According to the source, Abaconians are not welcoming to Kay Forbes Smith, the Managing Director of the Bahamas Disaster Reconstruction Authority. He said she does not speak their language and does not know the lay of the land. He also admitted that there was some work being done on homes, but momentum has slowed down because of the coronavirus. With the lockdown every weekend and no outside help, they cannot move forward, he said.
Continuing the source applied more pressure to the government, “I want to be positive, but I also want the government to answer to something. What is the master plan to restore Abaco? For example, put up a large sign in Marsh Harbour and say, ‘power will be up in six months’. That is what we need right now, heartfelt leadership. We need people to roll their sleeves up and say ‘we are here to help’. I don’t want to see another non-profit here from another part of the world. I want to see Bahamian government people in the trenches.
“Just picture you having your back to the wall and a gun to your face. That’s what it feels like. When I see government people driving $30,000 vehicles here and there are 30-year-old Bahamian Abaconian men sleeping in a tent or a broken down house they are squatting in because their own homes are gone, there is something very wrong with that. When I see a government red licence plate and vehicle is left running, so they air condition can be cool while they go do their personal errands, somewhere and I know there are people with no homes, I find that contradiction hard to swallow.”
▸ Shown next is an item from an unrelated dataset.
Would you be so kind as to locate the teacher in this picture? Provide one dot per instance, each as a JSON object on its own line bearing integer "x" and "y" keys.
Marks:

Communication at any level is what the Abaconians crave from the Bahamas government. The Tribune source said communication pre, during and post Dorian has been absolutely “at zero”.
“What’s going on now is unbelievable,” he concluded, highlighting the fact members of the Haitian community have seized opportunities.
“You have a whole sub-culture going on. Why does a Bahamian woman have to get a business licence and a Haitian woman does not have to? Why is it okay for a group of people to set up a Barber Shop and get money and send it all back to another country? This sub-culture is out of control.
“You have an illegal sub-culture, a non-governing government, you have no electricity, you now have a pandemic on top of all of that and you are 38 days away from the next Hurricane Season. It’s hard to be positive when you do not have a solution to one of those problems I just listed.”
This, the Abaconian source said, is a recipe for disaster.